Robots will lead to increased productivity without stealing jobs, but wages will fall

AI will take time to lead to higher productivity but it may also depress wagesRobots will not as feared steal people’s jobs and will eventually improve productivity, but they will undercut workers’ contribution sufficiently to depress their wages. According to the third report in Barclays Impact Series, titled Robots at the gate: Humans and technology at work, technology is fundamentally re-shaping the nature of work, and the implications of this re-shaping process will accelerate in coming decades. The report authored by Barclays’ Research team and supported by the Barclays Social Innovation Facility sets today’s technological advancements in the context of historical precedent and argues that robotics and Artificial Intelligence do not portend a jobless future. However, these new technologies have important macroeconomic consequences, such as wage disinflation, which will likely continue in the years or even decades to come. The report also argues that productivity spurts lag behind technological leaps, as it can take years or even decades for an economy to figure out how to best use a new technology. Eventually, economies of scale are reached, consumer behaviour adapts, companies refine their business models and productivity growth finally kicks in.

“Technological acceleration has sparked both apprehension and intrigue in terms of its impact on the future of work. Much of the impact of technology in an economy depends not just on what is technically feasible, but also on how human attitudes evolve,” said Ajay Rajadhyaksha, Head of Macro Research at Barclays.

“The Impact Series report examines the opportunities and challenges technological change creates for the global workforce in respect to available jobs, wages and productivity. Ultimately, society has always found a way to absorb the positive effects of technological change while responding to the challenges such changes pose; that is likely to be true in the future as well.”

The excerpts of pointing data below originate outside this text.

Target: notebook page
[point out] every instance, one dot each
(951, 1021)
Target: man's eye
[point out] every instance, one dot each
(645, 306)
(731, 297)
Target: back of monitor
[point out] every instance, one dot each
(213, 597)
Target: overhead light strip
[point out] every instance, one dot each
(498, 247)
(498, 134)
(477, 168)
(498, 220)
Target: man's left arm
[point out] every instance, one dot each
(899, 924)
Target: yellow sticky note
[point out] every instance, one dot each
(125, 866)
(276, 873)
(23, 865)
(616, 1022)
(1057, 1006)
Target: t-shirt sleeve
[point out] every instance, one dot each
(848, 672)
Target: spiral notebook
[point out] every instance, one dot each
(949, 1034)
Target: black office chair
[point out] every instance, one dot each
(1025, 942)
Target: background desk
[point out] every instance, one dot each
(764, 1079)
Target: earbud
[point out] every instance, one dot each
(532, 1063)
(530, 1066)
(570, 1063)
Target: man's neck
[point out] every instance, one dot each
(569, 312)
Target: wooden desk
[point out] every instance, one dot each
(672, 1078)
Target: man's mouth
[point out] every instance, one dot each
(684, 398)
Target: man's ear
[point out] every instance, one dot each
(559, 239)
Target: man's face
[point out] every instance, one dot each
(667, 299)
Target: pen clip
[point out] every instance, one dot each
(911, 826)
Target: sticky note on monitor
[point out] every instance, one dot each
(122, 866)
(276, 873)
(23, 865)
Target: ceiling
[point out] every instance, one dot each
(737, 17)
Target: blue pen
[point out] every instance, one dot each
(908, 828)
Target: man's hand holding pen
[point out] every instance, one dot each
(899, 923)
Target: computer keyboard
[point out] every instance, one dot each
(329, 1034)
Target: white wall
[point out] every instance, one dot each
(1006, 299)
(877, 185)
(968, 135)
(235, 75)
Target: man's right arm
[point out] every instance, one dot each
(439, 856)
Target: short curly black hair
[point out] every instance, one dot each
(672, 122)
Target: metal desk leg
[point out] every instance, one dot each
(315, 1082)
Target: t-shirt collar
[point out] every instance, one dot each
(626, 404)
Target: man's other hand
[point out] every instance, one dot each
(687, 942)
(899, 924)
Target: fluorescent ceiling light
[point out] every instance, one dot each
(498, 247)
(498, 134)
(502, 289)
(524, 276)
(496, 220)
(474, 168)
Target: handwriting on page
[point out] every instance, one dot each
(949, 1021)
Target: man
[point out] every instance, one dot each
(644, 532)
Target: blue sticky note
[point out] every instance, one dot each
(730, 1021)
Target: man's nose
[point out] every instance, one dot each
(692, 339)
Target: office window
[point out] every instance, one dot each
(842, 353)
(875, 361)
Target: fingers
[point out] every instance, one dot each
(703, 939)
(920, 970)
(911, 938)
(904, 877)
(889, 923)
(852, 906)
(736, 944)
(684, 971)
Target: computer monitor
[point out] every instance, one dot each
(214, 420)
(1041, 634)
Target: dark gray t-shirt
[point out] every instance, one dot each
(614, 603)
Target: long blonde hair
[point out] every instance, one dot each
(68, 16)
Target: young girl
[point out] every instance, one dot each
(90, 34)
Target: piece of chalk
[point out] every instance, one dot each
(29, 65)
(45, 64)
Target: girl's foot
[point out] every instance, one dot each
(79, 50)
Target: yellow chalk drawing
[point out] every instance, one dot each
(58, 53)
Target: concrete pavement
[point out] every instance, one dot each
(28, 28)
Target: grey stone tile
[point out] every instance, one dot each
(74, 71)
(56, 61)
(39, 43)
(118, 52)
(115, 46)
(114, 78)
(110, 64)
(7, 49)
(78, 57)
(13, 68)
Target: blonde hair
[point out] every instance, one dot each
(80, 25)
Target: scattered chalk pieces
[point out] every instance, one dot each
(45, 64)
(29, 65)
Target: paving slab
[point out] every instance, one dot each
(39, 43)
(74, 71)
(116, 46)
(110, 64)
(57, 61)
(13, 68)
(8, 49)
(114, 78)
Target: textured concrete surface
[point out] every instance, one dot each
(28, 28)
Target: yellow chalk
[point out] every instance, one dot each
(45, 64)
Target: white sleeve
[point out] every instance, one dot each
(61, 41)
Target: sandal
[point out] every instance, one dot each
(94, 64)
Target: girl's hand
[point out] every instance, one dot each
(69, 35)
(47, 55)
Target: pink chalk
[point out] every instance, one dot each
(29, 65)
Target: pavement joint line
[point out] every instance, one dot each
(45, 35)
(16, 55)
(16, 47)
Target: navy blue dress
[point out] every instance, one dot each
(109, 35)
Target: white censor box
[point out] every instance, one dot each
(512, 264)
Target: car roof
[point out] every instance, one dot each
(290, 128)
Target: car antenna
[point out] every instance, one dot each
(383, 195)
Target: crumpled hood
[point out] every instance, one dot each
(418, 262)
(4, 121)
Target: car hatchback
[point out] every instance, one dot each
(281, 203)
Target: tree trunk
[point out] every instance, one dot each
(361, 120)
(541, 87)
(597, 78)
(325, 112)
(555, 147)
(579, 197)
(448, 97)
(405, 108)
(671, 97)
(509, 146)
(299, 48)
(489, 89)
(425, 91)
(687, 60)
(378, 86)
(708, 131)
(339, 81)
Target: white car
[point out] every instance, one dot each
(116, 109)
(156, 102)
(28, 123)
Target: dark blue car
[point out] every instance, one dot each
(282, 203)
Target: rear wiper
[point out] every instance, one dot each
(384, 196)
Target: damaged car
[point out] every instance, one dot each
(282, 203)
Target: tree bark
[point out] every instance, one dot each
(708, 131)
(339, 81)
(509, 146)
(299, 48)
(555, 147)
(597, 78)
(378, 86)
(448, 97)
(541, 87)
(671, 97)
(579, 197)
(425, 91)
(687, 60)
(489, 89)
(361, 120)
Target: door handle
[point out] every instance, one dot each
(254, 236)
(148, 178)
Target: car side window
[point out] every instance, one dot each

Key conclusions of the report include:

  • Soft, not hard automation has the biggest impact on workers initially. In the years or even decades after a technology is first introduced, soft automation, where only parts of a job are automated, is more dominant than hard automation, where technology fully substitutes labour.
  • New technologies do not necessarily reduce the number of available jobs. Automation often lowers costs to produce goods and services, which in turn increases demand for them, resulting in new job growth. It is also common for technological advancements to create entirely new related industries and professions.
  • Technology can and does hold down wages. Wages have been suppressed since the turn of the millennium in every major economy, despite an increase in employment. For the first several years or decades, even the most path-breaking technologies end up automating specific tasks within a job, not the job itself. In doing so, technology frequently ends up lowering the skill-set needed to do a job, in turn expanding the pool of potential workers, which then acts as a drag on wage growth.

“The gradual introduction of robots, AI and machine learning across a number of industries is truly the next big revolution in in the job market”, said Andrew Hunter, Co-founder at Adzuna of the findings.

“However, while wages could be lower, it’s positive that the overall number of jobs available will not be as impacted as some headlines will have you believe. We are already seeing employers adapt to this job shift by creating new roles such as Drone Engineer, Robot Scientist and AI Regulatory Solutions Consultant, new departments and even new business models and it will be these companies that will attract the best talent riding this new wave.”